Commentary

Tricks With Clicks

by Jonathan Blum , November 29, 2005

A guide to surviving online measurement dilemmas.

We all know the adage: That which can be measured is that which can be bought. But what happens if that which can be measured can't be measured exactly?

Online media and marketing professionals are asking themselves that very question as conflicting metrics and evolving standards and tools blur what should be a crisp bit-by-bit Internet vision of the market. Cloudy data isn't fatal online. The Internet ad market still posted a 26 percent increase in revenues in the first half of 2005 compared to the same period last year. It would appear that the online industry is comfortable doing business with the existing, albeit imprecise tools. But the industry still faces the stubborn problem of wrestling with less-than-ideal measures.

"In online everything is measurable," says Scott Spencer, vice president of product management at DoubleClick, the online ad-serving firm. "Some [of the things measured online] have meaning, some do not. It can hard be hard to tell them apart."
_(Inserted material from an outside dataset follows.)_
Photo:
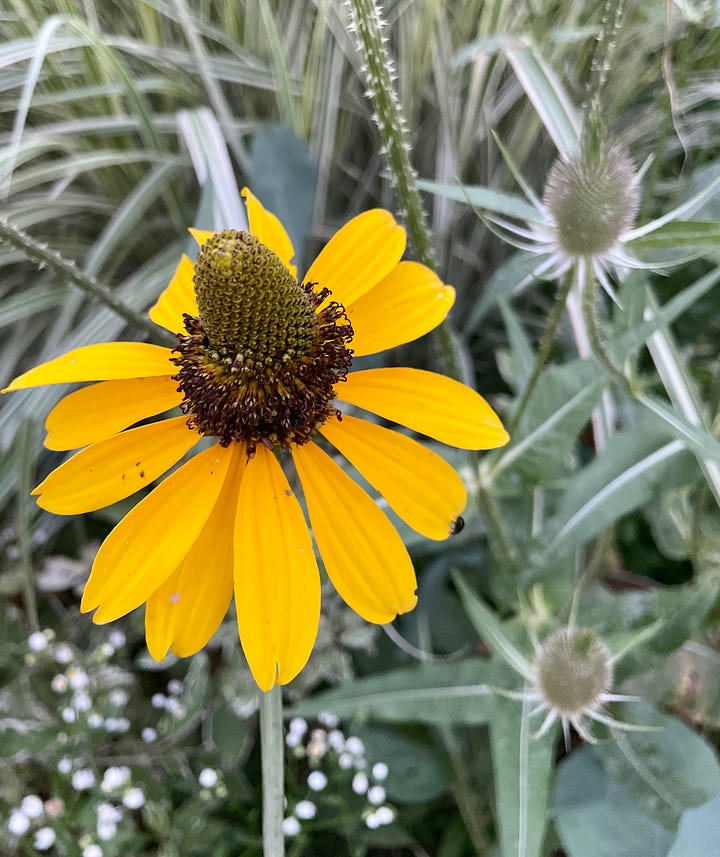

Of the many examples of muddy online data, one of the worst is how far apart reach and frequency calculations can get depending on inputs. According to an ad agency insider, reach and frequency results (which seek to capture the number of users who experience a media asset in a given period) can vary widely depending on what measure is used: panel figures from Nielsen Net Ratings or comScore Media Metrics, ad server information from Atlas and Double-Click, or actual server records from the content publisher.

Though specific audience data are considered proprietary information by publishers like espn.com, which declined to comment for this article, measurement companies confirmed that disparities in calculations can exist depending on which methodologies are used.

"The problem has always been translating the information that a server can record into estimates of user behavior," says Jeffrey Goldberg, a consultant with Goldmark Systems, a marketing and information technology company. "The data was easy to collect and people fooled themselves into believing that it contained the information that they wanted."

The larger dilemma is whether what is now merely inconvenient will metastasize into a major problem as the online ad industry becomes more technologically sophisticated. All advertising -- online and off -- is facing challenges from a raft of game-changing media platforms, including wireless, word-of-mouth marketing, video-on-demand, and advergaming, each of which brings its own pressures to measurement methodologies. These new forces are bound to exploit weaknesses, and in turn, to stymie the process of buying and selling ad inventory. Insiders say this will eventually affect pricing.

"In my mind, what's coming down will finally atomize the market," says Court Cunningham, chief operating officer at Community Connect, an urban online social space. "You are already seeing the squeeze on the old model with Google auctioning off keywords without a human media buyer. The pace will only increase."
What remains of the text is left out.